Aceh Tenggara. informasipublik.co.id Program pengadaan mobiler (mebel sekolah) yang dilaksanakan oleh Dinas Pendidikan Kabupaten Aceh Tenggara pada Tahun Anggaran 2024 kini menjadi sorotan publik.
Program yang menelan anggaran miliaran rupiah ini diduga menyimpan sejumlah persoalan, mulai dari mekanisme pelaksanaan hingga kualitas hasil pengadaan di lapangan.
Berdasarkan informasi yang dihimpun, anggaran pengadaan mobiler Tahun 2024 bersumber dari Dana Alokasi Khusus (DAK)
dengan total mencapai Rp 2.707.600.000. Anggaran tersebut
dialokasikan untuk penyediaan fasilitas pendidikan berupa meja, kursi, dan lemari bagi Sekolah Dasar (SD) dan Sekolah Menengah Pertama (SMP), dengan tujuan meningkatkan kenyamanan dan mutu proses belajar mengajar.
Selain itu, Dinas Pendidikan juga mengalokasikan anggaran untuk:
Pengadaan alat praktik dan peraga siswa PAUD sebesar Rp 670.000.000
Pengadaan mobiler ruang kelas sebesar Rp 15.000.000
Pengadaan mobiler UKS sebesar Rp 4.000.000
Pengadaan mobiler ruang guru sebesar Rp 10.000.000
Seluruh kegiatan pengadaan tersebut dilaksanakan melalui mekanisme swakelola, yang dalam praktiknya rawan disalahgunakan apabila pengawasan tidak dilakukan secara ketat.
Mekanisme yang Diduga Tidak Transparan
Pengadaan mobiler sekolah umumnya diawali dengan pengajuan proposal permohonan dari pihak sekolah kepada Dinas Pendidikan. Proposal tersebut berisi data kebutuhan sarana dan prasarana sekolah, khususnya mobiler yang rusak atau tidak mencukupi.
Namun, dalam pelaksanaannya, diduga terdapat ketidaksesuaian antara kebutuhan riil sekolah dengan barang yang direalisasikan, baik dari sisi jumlah maupun spesifikasi.
Pendanaan kegiatan ini bersumber dari APBD dan APBN yang tertuang dalam Dokumen Pelaksanaan Anggaran (DPA) SKPD Dinas Pendidikan.
Belajar dari Daerah Lain
Sejumlah kasus serupa di daerah lain, seperti Aceh Singkil dan Kabupaten Rokan Hilir (Rohil), sebelumnya pernah menjadi sorotan publik dan bahkan menjadi temuan Badan Pemeriksa Keuangan Republik Indonesia (BPK RI).
Hal ini menimbulkan kekhawatiran bahwa pola permasalahan serupa berpotensi kembali terjadi di Aceh Tenggara.
Beberapa persoalan yang kerap muncul dan diduga berulang dalam pengadaan mobiler sekolah antara lain,
Kualitas barang yang diduga tidak sesuai spesifikasi teknis dan RAB, sehingga mudah rusak dan tidak tahan lama.
Pencairan anggaran yang diduga tidak sebanding dengan progres pekerjaan, bahkan disinyalir dilakukan 100 persen meski pekerjaan belum sepenuhnya rampung.

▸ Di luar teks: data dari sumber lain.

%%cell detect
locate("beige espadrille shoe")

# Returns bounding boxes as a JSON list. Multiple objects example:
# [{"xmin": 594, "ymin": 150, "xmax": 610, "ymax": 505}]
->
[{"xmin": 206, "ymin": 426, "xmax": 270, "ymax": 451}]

Dugaan penyimpangan anggaran dan penyalahgunaan kewenangan, terutama terkait kesesuaian barang dengan kontrak dan mekanisme pembayaran.
Tujuan Ideal, Realisasi Dipertanyakan
Secara ideal, pengadaan mobiler sekolah bertujuan untuk menciptakan suasana belajar yang kondusif, aman, dan nyaman, serta menunjang peningkatan mutu pendidikan.
Namun demikian, realisasi di lapangan diduga belum sepenuhnya mencerminkan tujuan tersebut, sehingga menimbulkan tanda tanya di tengah masyarakat.
Desakan Pengawasan
Publik mendesak agar Dinas Pendidikan Kabupaten Aceh Tenggara meningkatkan transparansi, akuntabilitas, serta pengawasan internal dan eksternal dalam pelaksanaan pengadaan mobiler sekolah.
Anggaran pendidikan yang bersumber dari uang negara patut diduga rawan diselewengkan apabila tidak diawasi secara serius oleh pihak berwenang.
Masyarakat juga berharap aparat pengawas, termasuk inspektorat dan lembaga terkait, turun langsung ke lapangan untuk memastikan tidak adanya penyimpangan yang berpotensi merugikan keuangan negara dan masa depan peserta didik.